The effects of visual stimuli on EEG mu rhythms in healthy adults

JiYoung Kim 1, SeongYoel Kim 2,*
PMCID: PMC4932049  PMID: 27390408

Abstract

[Purpose] Several action observation/imagery training studies have been conducted in patients with limited physical activity showing improvements in motor function. However, most studies compared effects of action observation and imagery, so little is known about the changes caused by subsequent observation of target objects. Moreover, few studies analyzed brain wave changes in the EEG mu rhythm. [Subjects and Methods] Eighteen healthy female adults participated in this study, and were divided into two groups: ‘Visual Stimuli’ and ‘Non-Visual Stimuli’. EEG amplitude in the 8–13 Hz frequency band over the sensorimotor cortex was evaluated. [Results] Significant mu suppression was obtained in the action observation trials. Mu power showed a main effect of visual stimuli, with decreased power during action observation, and increased power post-observation in both conditions. Comparing the ‘Visual Stimuli’ and ‘Non-Visual Stimuli’ conditions during the post-observation period, mu power demonstrated a greater increase in the ‘Non-Visual Stimuli’ condition. Furthermore, mu power was lower post-observation than pre-observation. [Conclusion] These results show the effects of visual input between maintaining target objects and no visual input, and their relevance to modulations of the mirror neuron system. It also suggests that greater visual input may be more effective for cognitive rehabilitation.

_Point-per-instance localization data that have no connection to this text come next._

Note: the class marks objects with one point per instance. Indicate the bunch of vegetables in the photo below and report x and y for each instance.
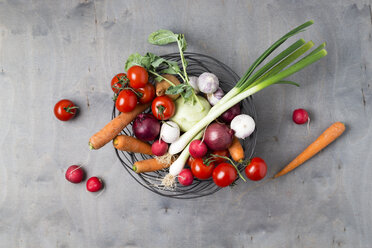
(192, 115)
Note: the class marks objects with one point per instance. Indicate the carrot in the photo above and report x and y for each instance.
(131, 144)
(236, 150)
(329, 135)
(163, 85)
(149, 165)
(114, 127)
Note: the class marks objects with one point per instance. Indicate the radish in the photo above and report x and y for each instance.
(198, 149)
(300, 116)
(185, 177)
(159, 148)
(94, 184)
(74, 174)
(243, 125)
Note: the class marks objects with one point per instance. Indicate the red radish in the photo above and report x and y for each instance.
(300, 116)
(198, 149)
(159, 148)
(74, 174)
(94, 184)
(185, 177)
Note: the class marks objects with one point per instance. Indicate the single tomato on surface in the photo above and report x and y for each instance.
(201, 170)
(118, 82)
(126, 101)
(224, 175)
(147, 92)
(163, 107)
(256, 169)
(65, 109)
(138, 76)
(74, 174)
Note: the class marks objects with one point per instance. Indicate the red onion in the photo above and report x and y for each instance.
(218, 136)
(230, 114)
(146, 127)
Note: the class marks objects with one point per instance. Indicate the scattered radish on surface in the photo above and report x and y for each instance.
(94, 184)
(218, 136)
(159, 147)
(243, 125)
(198, 149)
(170, 132)
(208, 83)
(300, 116)
(75, 174)
(185, 177)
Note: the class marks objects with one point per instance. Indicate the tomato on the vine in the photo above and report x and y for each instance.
(118, 82)
(219, 160)
(256, 169)
(163, 107)
(65, 109)
(126, 101)
(201, 170)
(138, 76)
(147, 93)
(224, 174)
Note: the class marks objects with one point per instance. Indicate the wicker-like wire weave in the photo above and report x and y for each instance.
(197, 64)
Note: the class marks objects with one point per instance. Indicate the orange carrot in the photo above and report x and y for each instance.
(149, 165)
(163, 85)
(131, 144)
(236, 150)
(115, 126)
(329, 135)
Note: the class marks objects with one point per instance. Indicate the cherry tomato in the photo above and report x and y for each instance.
(224, 175)
(218, 160)
(163, 107)
(148, 93)
(126, 101)
(64, 110)
(94, 184)
(201, 170)
(118, 82)
(256, 169)
(138, 76)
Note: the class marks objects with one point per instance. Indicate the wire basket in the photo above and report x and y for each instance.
(197, 64)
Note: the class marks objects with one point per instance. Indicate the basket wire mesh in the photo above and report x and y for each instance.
(197, 64)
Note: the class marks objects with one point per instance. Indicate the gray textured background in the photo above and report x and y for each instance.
(69, 49)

Key words: Mirror neuron system, Mu rhythm, Visual stimuli

INTRODUCTION

Mirror neurons are cortical single-cells, first discovered in the macaque’s motor representation area (F5 area: ventral premotor cortex)1,2,3), that are activated when the monkey performs particular object-directed actions, when it observes another individual performing the same action, or when the monkey merely sees graspable objects4, 5). There may be a similar system in humans, with increasing evidence that a putative human mirror neuron system exists2, 5,6,7,8,9,10,11), with paradigms, like those used in monkeys, demonstrating cells which discharge both when a movement is imagined and when the same movement is observed.

A growing number of EEG studies have investigated changes in the sensorimotor cortex during action observation or imagery12,13,14). Most previous studies showed that the brain wave was changed, especially during observation, and suggested that action observation would be more effective than action imagery for patients15).

However, there is a large body of evidence showing that the action system becomes activated when viewing objects that afford actions16, 17). According to these studies, viewing graspable tools activates motor regions. In other words, viewing a manipulable object linked automatically into its motoric properties, which are associated with motor representations, and therefore the mirror neuron system (MNS) was activated.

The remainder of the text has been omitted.